Alas! when morning did come, Polly could hardly move. The measles! what should she do! A faint hope of driving them off made her tumble out of bed, and stagger across the room to look in the old cracked looking-glass. All hope was gone as the red reflection met her gaze. Polly was on the sick list now!
"I won't be sick," she said; "at any rate, I'll keep around." An awful feeling made her clutch the back of a chair, but she managed somehow to get into her clothes, and go groping blindly into the kitchen. Somehow, Polly couldn't see very well.

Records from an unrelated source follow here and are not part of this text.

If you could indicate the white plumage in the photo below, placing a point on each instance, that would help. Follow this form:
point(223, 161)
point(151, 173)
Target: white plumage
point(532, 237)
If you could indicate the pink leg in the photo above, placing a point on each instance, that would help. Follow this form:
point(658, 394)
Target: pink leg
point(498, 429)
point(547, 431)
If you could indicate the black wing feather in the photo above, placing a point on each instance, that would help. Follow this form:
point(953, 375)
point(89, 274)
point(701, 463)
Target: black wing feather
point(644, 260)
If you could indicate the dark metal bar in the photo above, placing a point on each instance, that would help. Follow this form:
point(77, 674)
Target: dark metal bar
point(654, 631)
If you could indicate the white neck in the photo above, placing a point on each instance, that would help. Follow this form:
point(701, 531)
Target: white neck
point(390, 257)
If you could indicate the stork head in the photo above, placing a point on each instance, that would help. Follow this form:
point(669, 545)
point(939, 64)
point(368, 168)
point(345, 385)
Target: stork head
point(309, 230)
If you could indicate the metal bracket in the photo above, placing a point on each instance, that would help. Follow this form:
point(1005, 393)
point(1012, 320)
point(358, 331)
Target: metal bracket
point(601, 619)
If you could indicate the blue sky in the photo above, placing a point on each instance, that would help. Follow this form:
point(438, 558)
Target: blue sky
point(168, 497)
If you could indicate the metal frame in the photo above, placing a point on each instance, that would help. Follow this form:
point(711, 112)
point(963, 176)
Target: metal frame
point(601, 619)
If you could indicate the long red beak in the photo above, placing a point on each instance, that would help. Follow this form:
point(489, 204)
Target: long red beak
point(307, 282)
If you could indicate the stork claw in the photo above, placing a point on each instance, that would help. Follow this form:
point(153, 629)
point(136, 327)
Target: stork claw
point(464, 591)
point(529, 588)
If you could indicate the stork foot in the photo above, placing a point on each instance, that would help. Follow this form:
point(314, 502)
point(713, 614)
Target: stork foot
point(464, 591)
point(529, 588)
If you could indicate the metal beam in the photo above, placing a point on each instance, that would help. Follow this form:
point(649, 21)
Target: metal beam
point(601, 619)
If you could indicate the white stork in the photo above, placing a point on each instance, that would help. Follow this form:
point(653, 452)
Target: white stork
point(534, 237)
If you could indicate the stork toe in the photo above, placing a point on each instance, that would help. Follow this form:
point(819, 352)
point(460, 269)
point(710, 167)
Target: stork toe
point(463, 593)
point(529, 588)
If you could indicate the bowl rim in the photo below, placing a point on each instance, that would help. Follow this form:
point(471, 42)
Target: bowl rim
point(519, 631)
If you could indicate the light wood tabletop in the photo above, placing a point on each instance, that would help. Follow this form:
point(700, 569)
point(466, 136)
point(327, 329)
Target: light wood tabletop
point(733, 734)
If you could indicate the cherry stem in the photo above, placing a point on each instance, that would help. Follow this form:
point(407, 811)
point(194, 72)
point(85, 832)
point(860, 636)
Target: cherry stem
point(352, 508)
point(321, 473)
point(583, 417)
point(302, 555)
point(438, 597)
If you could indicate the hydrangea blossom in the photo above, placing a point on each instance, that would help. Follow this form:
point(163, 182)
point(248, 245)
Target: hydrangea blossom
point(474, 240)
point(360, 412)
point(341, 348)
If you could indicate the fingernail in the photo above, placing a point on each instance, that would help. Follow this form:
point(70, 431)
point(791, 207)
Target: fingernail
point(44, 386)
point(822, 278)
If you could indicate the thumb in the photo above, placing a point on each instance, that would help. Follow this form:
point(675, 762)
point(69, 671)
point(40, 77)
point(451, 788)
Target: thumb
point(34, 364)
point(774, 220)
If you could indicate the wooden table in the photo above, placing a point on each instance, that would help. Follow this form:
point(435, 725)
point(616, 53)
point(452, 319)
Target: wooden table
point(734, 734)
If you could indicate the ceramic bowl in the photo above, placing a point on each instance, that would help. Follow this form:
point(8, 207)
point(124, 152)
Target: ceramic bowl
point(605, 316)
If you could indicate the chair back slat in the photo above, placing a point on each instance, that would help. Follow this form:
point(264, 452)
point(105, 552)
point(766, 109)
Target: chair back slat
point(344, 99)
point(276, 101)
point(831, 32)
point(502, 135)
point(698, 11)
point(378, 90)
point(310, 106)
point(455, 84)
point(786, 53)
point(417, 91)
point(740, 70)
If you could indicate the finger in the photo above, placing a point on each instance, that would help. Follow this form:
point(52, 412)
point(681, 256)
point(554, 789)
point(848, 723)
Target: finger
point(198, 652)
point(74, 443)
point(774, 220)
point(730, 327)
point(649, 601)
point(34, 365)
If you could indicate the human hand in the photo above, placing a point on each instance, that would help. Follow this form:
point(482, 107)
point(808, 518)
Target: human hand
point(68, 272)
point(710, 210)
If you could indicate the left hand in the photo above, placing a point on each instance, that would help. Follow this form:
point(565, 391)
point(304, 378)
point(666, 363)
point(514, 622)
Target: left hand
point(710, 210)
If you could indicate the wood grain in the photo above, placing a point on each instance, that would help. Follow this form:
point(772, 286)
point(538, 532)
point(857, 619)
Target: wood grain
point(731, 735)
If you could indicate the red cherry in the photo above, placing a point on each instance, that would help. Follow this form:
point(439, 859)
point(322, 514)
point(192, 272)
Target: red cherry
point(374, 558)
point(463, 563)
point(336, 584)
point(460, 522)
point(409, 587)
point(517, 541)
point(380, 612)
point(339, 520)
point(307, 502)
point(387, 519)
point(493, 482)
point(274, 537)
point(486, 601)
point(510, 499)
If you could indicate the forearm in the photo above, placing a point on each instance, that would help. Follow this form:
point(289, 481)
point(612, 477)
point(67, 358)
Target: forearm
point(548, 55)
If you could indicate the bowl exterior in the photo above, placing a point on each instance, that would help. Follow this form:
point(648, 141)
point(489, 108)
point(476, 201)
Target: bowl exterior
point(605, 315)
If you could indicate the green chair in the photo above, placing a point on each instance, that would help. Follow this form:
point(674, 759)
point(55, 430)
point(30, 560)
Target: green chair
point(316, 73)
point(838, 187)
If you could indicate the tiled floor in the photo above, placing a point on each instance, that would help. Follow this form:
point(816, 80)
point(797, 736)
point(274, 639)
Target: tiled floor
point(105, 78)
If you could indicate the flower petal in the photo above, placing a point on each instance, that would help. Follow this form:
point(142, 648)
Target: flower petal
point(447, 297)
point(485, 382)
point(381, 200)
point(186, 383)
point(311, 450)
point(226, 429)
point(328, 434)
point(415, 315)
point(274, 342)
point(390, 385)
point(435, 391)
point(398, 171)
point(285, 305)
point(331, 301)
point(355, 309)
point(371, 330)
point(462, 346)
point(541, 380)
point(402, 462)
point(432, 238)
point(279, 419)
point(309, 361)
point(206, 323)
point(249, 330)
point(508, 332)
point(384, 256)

She tried to set the table, but 'twas no use. "Oh, dear," she thought, "whatever'll mammy do?"
"Hulloa!" said Joel, coming in, "what's the matter, Polly?" Polly started at his sudden entrance, and, wavering a minute, fell over in a heap.
"Oh ma! ma!" screamed Joel, running to the foot of the stairs leading to the loft, where Mrs. Pepper was with Ben; "something's taken Polly! and she fell; and I guess she's in the wood-box!"